In Sysco Grand Rapids v. NLRB, the Sixth Circuit refused to enforce the NLRB-ordered public notice reading against the employer, and had these words to say as part of its rebuke:
“As for the Board order to publicly read the notice to Sysco employees during work hours, we … join our sister circuits in their skepticism of such orders. It is foreign to our system to force named individuals to speak prescribed words to attain rehabilitation or to enlighten an assembled audience. … Such orders mandate a ‘confession of sins’ and conjure up ‘the system of criticism-self-criticism’ devised by Stalin and adopted by Mao.”
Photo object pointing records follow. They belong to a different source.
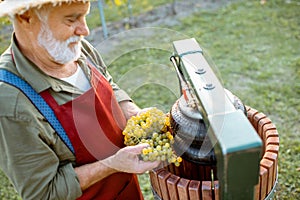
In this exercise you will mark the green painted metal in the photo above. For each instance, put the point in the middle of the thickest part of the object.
(237, 146)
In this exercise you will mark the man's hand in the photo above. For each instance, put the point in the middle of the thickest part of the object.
(127, 160)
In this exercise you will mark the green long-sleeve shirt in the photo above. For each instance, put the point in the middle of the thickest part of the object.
(34, 158)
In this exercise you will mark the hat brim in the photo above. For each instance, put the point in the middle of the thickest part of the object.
(12, 7)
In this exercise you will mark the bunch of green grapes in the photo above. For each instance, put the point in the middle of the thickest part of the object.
(152, 127)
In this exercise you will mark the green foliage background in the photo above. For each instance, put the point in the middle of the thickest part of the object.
(256, 49)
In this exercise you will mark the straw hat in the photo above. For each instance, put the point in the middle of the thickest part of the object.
(11, 7)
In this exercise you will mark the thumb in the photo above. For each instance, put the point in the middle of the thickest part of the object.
(137, 149)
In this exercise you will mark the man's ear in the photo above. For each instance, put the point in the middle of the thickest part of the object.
(24, 18)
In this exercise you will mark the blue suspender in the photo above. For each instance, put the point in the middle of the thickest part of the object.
(38, 102)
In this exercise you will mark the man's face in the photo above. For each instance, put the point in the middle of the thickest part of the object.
(63, 30)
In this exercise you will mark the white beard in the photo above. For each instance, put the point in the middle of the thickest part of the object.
(60, 52)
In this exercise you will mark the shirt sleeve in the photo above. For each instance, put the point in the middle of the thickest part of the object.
(93, 54)
(33, 157)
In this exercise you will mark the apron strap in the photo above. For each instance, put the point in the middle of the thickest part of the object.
(38, 102)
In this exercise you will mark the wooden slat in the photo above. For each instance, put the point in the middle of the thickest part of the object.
(261, 124)
(162, 181)
(263, 176)
(172, 186)
(274, 158)
(182, 188)
(272, 148)
(272, 140)
(154, 180)
(269, 165)
(257, 190)
(194, 190)
(257, 118)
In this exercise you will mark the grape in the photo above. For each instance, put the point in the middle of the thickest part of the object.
(152, 127)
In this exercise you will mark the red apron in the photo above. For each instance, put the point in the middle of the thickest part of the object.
(94, 123)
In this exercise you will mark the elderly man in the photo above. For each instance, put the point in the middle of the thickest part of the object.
(50, 68)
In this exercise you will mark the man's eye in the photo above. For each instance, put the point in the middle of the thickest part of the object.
(71, 20)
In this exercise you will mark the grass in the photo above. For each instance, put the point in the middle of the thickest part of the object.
(256, 50)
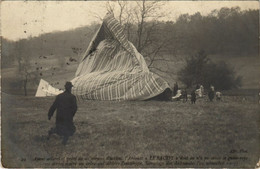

The “sister circuits” cited by the Sixth Circuit are the D.C. Circuit and the Fifth Circuit, both of which have likened the public notice reading to systems adopted by Stalin and Mao. The court did not find the alternative of the board agent reading the statement while the wrongdoers stood beside them to be any more palatable:
“It requires named individuals—Shaeffer and Barnes, if still employed by Sysco—to stand at attention as human demonstratives in the employer’s confession of sins. And it runs headlong into the Supreme Court’s recognition that compelled speech violations extend to situations where the complaining speaker’s own message was affected by the speech it was forced to accommodate.”
The court stopped short of saying it would never enforce a public notice reading, but it seems safe to say that such a remedy would only stand a chance in extreme situations. Comparing action ordered by a federal agency to those taken by Stalin and Mao is a stark rebuke indeed, and something probably not done lightly by the court.
It will be interesting to watch how this developing drama continues to unfold between the NLRB and the federal courts.